> For all practical purposes, you can write causality like
> p(x|y) = 1 and time(y) < time(x)
This isn't true at all. For a counterexample, x and y may both have a common cause.
Pearl's work is on this and extends the language to talk about p(y | do(x)), meaning that you talk about what happens to y when you take some hypothetical intervention to change x. Causation framed in terms of intervention talks about "what if it had been this instead of that?" and is probably the most common model of causation.
For more info look up the rubin causal model, the potential outcomes framework, and pearls's "do" notation.
This is called Granger-causality (and work on it led to a Nobel prize, so it's important and useful)... it's stronger than just correlation, and way easier to determine than true causation, but it's possible that z causes both x and y, and z's effect on x is just more delayed than its effect on y.
But it at least rules out x causing y, which is something.
> but it's possible that z causes both x and y, and z's effect on x is just more delayed than its effect on y.
This is in fact the case with the barometer falling before a storm.
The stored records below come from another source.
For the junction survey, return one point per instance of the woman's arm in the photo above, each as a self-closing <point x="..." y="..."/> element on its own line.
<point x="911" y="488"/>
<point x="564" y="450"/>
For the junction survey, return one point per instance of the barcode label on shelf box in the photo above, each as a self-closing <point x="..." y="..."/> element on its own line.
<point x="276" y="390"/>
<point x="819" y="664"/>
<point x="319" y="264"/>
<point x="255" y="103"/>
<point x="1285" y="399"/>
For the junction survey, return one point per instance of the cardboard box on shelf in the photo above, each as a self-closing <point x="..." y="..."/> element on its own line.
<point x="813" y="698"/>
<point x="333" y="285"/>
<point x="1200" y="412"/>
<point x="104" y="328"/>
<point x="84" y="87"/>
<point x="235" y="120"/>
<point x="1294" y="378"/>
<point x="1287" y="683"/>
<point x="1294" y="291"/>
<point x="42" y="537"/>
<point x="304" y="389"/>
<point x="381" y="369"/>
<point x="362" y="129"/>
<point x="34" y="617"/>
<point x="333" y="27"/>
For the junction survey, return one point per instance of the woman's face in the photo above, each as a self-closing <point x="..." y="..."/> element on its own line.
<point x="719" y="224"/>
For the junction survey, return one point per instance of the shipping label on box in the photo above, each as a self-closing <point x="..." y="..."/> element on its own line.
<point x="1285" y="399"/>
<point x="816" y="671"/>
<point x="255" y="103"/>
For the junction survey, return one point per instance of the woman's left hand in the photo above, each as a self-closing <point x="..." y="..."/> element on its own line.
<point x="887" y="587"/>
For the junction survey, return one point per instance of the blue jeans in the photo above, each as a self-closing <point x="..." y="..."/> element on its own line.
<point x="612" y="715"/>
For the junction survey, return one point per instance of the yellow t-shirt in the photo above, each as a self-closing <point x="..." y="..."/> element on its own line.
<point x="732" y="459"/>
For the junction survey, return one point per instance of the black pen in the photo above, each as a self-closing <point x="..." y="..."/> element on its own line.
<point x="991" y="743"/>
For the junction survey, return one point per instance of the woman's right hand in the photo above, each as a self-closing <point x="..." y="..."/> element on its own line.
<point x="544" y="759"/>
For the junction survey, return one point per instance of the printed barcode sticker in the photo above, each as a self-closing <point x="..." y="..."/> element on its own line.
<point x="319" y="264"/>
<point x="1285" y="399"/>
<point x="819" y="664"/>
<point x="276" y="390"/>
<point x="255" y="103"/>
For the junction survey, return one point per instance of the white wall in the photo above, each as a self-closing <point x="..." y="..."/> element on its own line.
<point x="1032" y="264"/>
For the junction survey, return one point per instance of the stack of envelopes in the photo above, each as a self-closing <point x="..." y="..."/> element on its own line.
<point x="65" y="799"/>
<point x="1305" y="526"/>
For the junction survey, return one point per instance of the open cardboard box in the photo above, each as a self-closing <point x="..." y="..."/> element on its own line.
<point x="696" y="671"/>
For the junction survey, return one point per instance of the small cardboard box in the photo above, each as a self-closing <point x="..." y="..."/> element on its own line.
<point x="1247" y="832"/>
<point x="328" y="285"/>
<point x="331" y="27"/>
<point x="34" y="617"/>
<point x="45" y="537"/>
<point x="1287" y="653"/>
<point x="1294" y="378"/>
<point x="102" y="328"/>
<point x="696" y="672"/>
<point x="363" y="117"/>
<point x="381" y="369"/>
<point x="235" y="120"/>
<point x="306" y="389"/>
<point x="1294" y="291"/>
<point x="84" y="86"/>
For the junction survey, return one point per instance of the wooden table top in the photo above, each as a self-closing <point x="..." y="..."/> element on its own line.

Both the falling barometer and the subsequent rain and wind of a storm are consequences of an uneven distribution of heat and moisture in the atmosphere approaching equilibrium under the constraints of Earth's gravity and Coriolis force.
Still doesn't work. Suppose I flip a coin and write the result in two places. I write it on sheet y then sheet x. We have that X == Y, so p(x|y) = 1, p(x|!y) = 0, and time(y) < time(x), but neither causes the other. I can write more later if you have interest, but I gotta run.
For all practical purposes, you can write causality like
p(x|y) = 1 and time(y) < time(x)
I.e. causality is just when one event always happens after another event. Any additional requirements for causality are basically philosophy.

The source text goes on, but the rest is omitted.